Your goal shouldn’t be to include more high glycemic foods but to maximize your healthy fats. Which fats are considered healthy? Omega 3 fatty acids found in fish are known to support cardiovascular health and an optimal inflammatory response in the body. Research shows that monounsaturated fats may also benefit your heart health. (9)

Here are some of the best sources of fat to include in your diet:



  • Avocado
  • Avocado oil
  • Olives
  • Olive oil


Omega 3s

  • Salmon
  • Herring
  • Trout
  • Mackerel
  • Sardines
  • Oysters
  • Shrimp

Improve Your Afternoon Energy with These Five Habits

If you want to increase your afternoon energy levels, you can compare your lifestyle habits to these five habits to see if you can improve any of them in your life. There’s no magic cure for afternoon fatigue, but if you clean up your diet, sleep more, and reduce your daily caffeine intake, you’ll likely notice your energy levels increase.


This content is for informational and educational purposes only. It is not intended to provide medical advice or to take the place of medical advice or treatment from a personal physician. Readers of this content are advised to consult their doctors or qualified health professionals regarding specific health questions. Neither the author(s) nor the publisher of this content take responsibility for possible health consequences of any person or persons reading or following the information in this educational content. All readers of this content, especially those taking prescription or over-the-counter medications, should consult their physicians before beginning any nutrition, supplement or lifestyle program.



1. Lambert C. Deep into Sleep. Harvard Magazine. 2005. https://harvardmagazine.com/2005/07/deep-into-sleep.html


2. St-onge MP, Mikic A, Pietrolungo CE. Effects of Diet on Sleep Quality. Adv Nutr. 2016;7(5):938-49.


3. Wilcox G. Insulin and insulin resistance. Clin Biochem Rev. 2005;26(2):19-39.


4. O'Reilly GA, Belcher BR, Davis JN, et al. Effects of high-sugar and high-fiber meals on physical activity behaviors in Latino and African American adolescents. Obesity (Silver Spring). 2015;23(9):1886-94.


5. Caffeine for the Sustainment of Mental Task Performance: Formulations for Military Operations. Institute of Medicine (US) Committee on Military Nutrition Research. 2001.


6. Ducrot P, Méjean C, Aroumougame V, et al. Meal planning is associated with food variety, diet quality, and body weight status in a large sample of French adults. Int J Behav Nutr Phys Act. 2017;14(1):12.


7. Taheri S, Lin L, Austin D, Young T, Mignot E. Short sleep duration is associated with reduced leptin, elevated ghrelin, and increased body mass index.

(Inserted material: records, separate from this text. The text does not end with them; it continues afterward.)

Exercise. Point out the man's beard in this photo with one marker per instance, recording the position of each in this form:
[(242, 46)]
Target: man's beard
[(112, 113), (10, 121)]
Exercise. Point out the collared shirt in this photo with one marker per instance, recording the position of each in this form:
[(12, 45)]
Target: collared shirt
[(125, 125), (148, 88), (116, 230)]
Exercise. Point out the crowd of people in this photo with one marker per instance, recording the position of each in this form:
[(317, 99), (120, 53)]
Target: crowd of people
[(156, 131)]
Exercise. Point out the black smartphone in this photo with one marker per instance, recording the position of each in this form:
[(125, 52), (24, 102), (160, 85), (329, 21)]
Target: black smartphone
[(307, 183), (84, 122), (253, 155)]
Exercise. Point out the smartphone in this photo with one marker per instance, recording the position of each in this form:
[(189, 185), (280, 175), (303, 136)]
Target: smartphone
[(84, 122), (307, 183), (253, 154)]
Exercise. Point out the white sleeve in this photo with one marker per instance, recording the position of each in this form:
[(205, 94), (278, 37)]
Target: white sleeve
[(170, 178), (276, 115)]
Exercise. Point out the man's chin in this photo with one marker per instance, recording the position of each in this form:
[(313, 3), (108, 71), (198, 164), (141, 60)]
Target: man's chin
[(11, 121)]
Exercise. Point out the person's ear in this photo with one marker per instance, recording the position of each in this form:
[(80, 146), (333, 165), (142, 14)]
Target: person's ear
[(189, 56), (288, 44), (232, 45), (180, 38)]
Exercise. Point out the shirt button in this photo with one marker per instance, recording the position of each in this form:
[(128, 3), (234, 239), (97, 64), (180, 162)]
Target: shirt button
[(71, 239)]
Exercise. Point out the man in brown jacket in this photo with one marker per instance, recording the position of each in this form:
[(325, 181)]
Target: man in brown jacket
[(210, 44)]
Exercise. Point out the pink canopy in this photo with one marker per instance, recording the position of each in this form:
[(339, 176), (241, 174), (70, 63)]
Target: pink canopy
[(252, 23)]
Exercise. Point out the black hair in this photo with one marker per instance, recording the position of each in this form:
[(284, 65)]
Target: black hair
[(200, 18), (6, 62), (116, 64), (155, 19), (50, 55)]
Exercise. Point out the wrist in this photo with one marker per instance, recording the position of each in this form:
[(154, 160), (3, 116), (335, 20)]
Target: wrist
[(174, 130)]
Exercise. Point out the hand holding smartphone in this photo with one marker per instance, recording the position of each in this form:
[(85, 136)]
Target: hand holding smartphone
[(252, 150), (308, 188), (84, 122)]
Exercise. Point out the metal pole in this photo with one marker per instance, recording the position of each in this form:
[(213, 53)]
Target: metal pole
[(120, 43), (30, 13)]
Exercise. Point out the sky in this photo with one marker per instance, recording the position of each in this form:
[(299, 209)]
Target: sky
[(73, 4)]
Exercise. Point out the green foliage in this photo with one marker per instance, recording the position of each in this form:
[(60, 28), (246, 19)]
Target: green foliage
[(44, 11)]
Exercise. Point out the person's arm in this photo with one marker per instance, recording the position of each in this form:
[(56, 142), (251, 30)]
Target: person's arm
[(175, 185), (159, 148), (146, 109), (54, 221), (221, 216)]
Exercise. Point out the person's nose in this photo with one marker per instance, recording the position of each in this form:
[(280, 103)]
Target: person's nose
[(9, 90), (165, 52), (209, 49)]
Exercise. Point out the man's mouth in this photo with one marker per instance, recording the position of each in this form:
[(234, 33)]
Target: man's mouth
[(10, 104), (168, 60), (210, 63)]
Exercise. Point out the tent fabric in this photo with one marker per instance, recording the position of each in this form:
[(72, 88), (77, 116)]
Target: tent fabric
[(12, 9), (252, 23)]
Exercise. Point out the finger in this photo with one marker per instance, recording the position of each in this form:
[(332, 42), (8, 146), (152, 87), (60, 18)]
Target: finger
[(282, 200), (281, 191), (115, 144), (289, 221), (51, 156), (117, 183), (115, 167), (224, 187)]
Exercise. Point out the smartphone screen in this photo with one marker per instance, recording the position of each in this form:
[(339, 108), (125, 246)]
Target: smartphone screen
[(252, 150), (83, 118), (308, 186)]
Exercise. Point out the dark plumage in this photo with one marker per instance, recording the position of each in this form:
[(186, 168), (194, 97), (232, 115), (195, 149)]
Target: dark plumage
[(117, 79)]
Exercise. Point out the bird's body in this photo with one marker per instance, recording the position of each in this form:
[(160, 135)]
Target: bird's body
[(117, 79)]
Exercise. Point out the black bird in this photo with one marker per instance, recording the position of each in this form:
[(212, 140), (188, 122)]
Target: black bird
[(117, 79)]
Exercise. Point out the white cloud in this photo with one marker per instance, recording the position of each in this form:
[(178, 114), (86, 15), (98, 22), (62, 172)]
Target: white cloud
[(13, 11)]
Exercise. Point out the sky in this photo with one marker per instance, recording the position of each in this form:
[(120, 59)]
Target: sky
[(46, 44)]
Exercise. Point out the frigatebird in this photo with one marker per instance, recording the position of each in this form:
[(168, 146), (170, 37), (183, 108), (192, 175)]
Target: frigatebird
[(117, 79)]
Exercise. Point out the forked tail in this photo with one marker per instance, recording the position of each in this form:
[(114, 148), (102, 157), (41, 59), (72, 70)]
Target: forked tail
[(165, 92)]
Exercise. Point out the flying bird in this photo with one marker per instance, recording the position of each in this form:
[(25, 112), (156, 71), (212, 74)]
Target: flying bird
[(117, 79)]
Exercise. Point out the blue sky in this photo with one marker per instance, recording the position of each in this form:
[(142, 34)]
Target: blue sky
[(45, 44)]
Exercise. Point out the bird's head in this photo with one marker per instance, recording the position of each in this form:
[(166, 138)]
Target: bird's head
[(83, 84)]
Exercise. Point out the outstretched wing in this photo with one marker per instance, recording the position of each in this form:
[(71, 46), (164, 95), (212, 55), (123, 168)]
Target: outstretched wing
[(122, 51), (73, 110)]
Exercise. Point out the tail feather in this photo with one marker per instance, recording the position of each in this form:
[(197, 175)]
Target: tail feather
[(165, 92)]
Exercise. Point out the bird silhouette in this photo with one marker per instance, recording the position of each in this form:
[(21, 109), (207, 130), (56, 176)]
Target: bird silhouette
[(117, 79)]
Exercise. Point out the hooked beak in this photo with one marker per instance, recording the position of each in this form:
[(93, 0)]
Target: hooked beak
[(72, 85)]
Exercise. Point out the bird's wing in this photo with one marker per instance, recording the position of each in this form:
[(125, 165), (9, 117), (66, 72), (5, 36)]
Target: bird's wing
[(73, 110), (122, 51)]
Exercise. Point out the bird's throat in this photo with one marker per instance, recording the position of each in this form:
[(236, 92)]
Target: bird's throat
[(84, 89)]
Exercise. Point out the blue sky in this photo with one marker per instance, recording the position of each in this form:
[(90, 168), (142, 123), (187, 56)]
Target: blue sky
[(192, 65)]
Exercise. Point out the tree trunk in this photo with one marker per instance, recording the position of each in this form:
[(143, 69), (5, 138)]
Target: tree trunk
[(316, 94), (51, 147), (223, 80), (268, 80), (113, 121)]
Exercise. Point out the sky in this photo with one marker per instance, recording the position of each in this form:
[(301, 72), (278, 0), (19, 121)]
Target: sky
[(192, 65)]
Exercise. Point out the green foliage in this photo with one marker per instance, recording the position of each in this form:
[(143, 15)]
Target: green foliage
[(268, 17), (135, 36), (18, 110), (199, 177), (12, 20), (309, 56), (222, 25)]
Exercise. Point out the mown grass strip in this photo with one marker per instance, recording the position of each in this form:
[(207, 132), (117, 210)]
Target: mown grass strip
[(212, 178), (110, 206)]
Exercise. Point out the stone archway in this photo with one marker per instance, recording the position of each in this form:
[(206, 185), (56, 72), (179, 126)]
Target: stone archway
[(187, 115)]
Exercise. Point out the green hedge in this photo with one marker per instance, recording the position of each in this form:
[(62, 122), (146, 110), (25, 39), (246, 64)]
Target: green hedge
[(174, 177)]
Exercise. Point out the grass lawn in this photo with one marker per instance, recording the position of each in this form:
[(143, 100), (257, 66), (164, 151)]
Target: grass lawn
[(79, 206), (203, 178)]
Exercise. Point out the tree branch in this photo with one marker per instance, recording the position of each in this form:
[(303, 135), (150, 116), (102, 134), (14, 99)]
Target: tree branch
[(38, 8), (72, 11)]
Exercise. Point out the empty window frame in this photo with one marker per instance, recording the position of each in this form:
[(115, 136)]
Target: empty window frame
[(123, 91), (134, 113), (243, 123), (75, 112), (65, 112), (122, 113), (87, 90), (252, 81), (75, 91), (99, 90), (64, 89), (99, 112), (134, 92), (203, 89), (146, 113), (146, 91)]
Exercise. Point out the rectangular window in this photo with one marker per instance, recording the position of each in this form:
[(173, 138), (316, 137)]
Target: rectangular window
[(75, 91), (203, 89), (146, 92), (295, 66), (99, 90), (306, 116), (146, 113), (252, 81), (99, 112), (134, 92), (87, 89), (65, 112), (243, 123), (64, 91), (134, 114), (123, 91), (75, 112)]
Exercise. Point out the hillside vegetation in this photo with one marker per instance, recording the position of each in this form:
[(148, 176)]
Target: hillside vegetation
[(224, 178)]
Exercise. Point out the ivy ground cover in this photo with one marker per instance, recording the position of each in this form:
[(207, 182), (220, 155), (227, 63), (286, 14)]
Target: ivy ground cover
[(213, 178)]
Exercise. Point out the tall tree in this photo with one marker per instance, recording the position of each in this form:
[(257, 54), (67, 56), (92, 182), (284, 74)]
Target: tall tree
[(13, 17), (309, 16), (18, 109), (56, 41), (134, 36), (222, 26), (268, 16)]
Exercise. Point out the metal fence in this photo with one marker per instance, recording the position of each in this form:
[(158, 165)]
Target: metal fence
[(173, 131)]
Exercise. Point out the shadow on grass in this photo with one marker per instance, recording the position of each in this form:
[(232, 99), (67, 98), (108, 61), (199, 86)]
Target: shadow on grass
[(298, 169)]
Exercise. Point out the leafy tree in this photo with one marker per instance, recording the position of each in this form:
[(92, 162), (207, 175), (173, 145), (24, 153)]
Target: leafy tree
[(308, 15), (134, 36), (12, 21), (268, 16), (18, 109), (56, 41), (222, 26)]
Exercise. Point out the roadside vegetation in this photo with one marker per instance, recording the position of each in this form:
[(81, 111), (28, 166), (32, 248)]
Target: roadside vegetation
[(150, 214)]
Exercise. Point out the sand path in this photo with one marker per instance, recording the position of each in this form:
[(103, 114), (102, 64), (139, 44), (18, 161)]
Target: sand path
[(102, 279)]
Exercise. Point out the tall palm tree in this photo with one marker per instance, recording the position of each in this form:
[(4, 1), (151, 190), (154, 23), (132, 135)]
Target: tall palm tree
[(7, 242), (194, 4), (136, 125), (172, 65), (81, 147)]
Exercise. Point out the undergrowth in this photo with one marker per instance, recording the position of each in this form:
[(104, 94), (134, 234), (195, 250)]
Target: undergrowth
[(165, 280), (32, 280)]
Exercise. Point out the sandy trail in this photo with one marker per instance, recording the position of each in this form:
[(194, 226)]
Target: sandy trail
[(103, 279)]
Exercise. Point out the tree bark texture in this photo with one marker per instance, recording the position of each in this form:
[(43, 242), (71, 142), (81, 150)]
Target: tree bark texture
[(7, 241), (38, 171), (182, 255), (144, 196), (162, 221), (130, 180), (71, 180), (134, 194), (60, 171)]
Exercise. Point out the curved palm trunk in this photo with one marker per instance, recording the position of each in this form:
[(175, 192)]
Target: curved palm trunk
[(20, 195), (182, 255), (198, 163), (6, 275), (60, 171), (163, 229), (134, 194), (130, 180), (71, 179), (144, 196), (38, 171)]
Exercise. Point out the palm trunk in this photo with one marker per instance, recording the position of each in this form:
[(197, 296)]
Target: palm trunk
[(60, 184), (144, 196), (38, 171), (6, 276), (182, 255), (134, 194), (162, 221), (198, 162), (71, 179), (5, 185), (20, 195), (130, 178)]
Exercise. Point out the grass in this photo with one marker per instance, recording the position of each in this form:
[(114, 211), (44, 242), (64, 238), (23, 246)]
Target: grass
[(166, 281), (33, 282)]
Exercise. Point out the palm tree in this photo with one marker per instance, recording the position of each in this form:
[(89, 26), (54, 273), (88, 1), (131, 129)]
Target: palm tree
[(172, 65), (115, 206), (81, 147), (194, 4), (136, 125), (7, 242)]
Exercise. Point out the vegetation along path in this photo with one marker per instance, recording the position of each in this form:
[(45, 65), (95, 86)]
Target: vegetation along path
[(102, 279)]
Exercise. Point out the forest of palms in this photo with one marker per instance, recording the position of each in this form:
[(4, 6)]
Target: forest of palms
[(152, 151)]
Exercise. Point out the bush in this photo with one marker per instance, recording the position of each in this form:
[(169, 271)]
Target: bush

PLoS Med. 2004;1(3):e62.


8. Collier G, Mclean A, O'Dea K. Effect of co-ingestion of fat on the metabolic responses to slowly and rapidly absorbed carbohydrates. Diabetologia. 1984;26(1):50-4.


9. Liu AG, Ford NA, Hu FB, Zelman KM, Mozaffarian D, Kris-Etherton PM. A healthy approach to dietary fats: understanding the science and taking action to reduce consumer confusion. Nutr J. 2017;16(1):53.